Quando il gruppo sanguigno di una madre è Rh negativo e il feto è Rh positivo, il sistema immunitario materno lo riconosce come estraneo e comincia a produrre anticorpi contro i globuli rossi fetali, con gravi conseguenze, come l’anemia, per il nascituro. Grazie a James Harrison e altri donatori è possibile somministrare l’Ig anti-D alle donne Rh- per impedire che il loro sistema immunitario produca questi anticorpi e attacchi i globuli rossi del feto.

Che cos’è e come funziona l’immunoglobulina anti D

L’immunoglobulina anti-D è a tutti gli effetti un anticorpo che viene somministrato durante una gravidanza, e impedisce che il sistema immunitario materno riconosca l’antigene D sui globuli rossi del feto. In pratica, nasconde e protegge i globuli rossi fetali come un “mantello dell’invisibilità”. In questo modo, la madre non produce gli anticorpi che potrebbero attaccare i globuli rossi del feto.

Il meccanismo d’azione non è ancora molto chiaro, ma sembra comunque che l’Ig anti-D neutralizzi qualsiasi antigene fetale RhD positivo con cui il sangue materno potrebbe venire a contatto. La somministrazione di Immunoglobulina anti-D è utile anche in altre patologie, come la porpora trombocitopenica autoimmune, in cui il sistema immunitario riconosce come estranei, e dunque attacca, i propri globuli rossi.

Ma cosa significa “RhD positivo”? Tutti sappiamo che i gruppi sanguigni si dividono in A, B, AB e O e in Rh positivo e negativo. Questi ultimi sono legati alla presenza o meno del fattore Rhesus, un antigene proteico, ossia un complesso molecolare, che potremmo immaginare come una targhetta attaccata alla membrana dei globuli rossi. In realtà, di fattori Rhesus ne esistono diversi, ma a definire la positività o negatività del gruppo sanguigno è in particolare il fattore Rhesus D.

Se una persona presenta sui globuli rossi l’antigene D, ha un gruppo sanguigno positivo (Rh+), se l’antigene D manca, allora ha un gruppo sanguigno negativo (Rh-).

Fattore rh positivo e negativo
Gli individui Rh positivi possono ricevere donazioni sia da sangue Rh+ che Rh–. Chi ha gruppo sanguigno Rh–, può ricevere sangue solo da Rh–.

In cosa consiste la malattia emolitica del neonato durante la gravidanza

Per la prima gravidanza, l’incompatibilità tra gruppo sanguigno materno e fetale solitamente non rappresenta un problema molto grave: un po’ come avviene per le allergie, il primo contatto con l’antigene produce gli anticorpi, ma ancora non dà effetti gravi.

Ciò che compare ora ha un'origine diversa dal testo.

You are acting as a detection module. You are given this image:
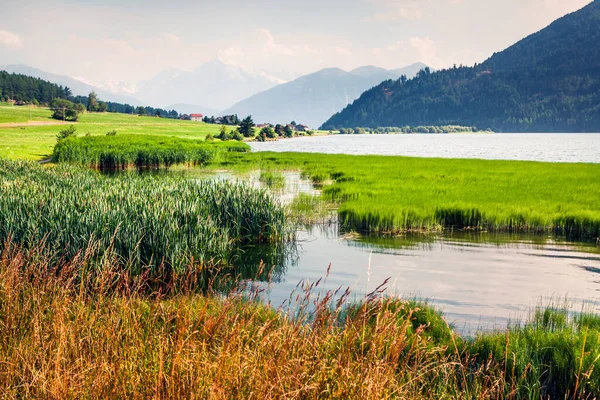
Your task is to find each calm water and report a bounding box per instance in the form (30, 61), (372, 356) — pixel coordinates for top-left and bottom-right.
(250, 134), (600, 163)
(211, 172), (600, 334)
(256, 225), (600, 334)
(116, 167), (600, 335)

Il problema maggiore può sorgere durante una seconda gravidanza in cui la mamma è Rh+ e il bambino è Rh-: a questo punto sono già presenti anticorpi anti-D nel circolo sanguigno materno che possono entrare in quello fetale e attaccare i globuli rossi. Questo porta a una grave patologia chiamata malattia emolitica del neonato, caratterizzata dalla distruzione dei globuli rossi fetali, come suggerito dal nome emo e lisi, letteralmente “rottura del sangue”.

Emolisi globuli rossi
Rappresentazione artistica del processo di emolisi.

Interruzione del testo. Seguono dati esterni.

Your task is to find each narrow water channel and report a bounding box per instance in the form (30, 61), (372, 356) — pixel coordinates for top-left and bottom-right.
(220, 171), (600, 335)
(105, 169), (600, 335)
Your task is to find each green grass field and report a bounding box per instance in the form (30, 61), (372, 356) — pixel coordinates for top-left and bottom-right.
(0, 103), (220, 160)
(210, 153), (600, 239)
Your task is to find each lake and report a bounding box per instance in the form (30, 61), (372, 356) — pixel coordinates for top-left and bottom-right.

Può dare problemi sia a livello fetale che al momento della nascita: il neonato può essere pallido, itterico (pelle e sclera degli occhi assumono un colore giallastro) e può portare ad anemia grave.

A onor di precisione, la malattia emolitica del neonato si potrebbe verificare in tutti i casi in cui gruppo sanguigno materno e fetale sono incompatibili, per esempio se la mamma è di gruppo 0 e il feto è di gruppo B, ma si tratti di casi molto rari e solitamente meno gravi. È l’incompatibilità del fattore RhD a determinare la maggior parte dei casi di questa malattia e a causare danni più gravi, per questo vi si pone così tanta attenzione.

Come prevenire la malattia emolitica del neonato

È qui che entrano in gioco James Harrison e altri donatori come lui. Durante la gravidanza viene effettuato il test di Coombs per controllare che il gruppo sanguigno materno e quello fetale siano compatibili. In caso di incompatibilità, alle donne Rh- vengono somministrate per via intramuscolare immunoglobuline umane anti-D (ricavate appunto dal plasma di donatrici e donatori) che, come abbiamo visto, impediscono al sistema immunitario materno produca anticorpi contro i globuli rossi del feto. Questa somministrazione viene chiamata immunoprofilassi anti-D. Di fatto, la generosità di Harrison e di altri donatori come lui, ha permesso e permette tuttora di salvare milioni di vite.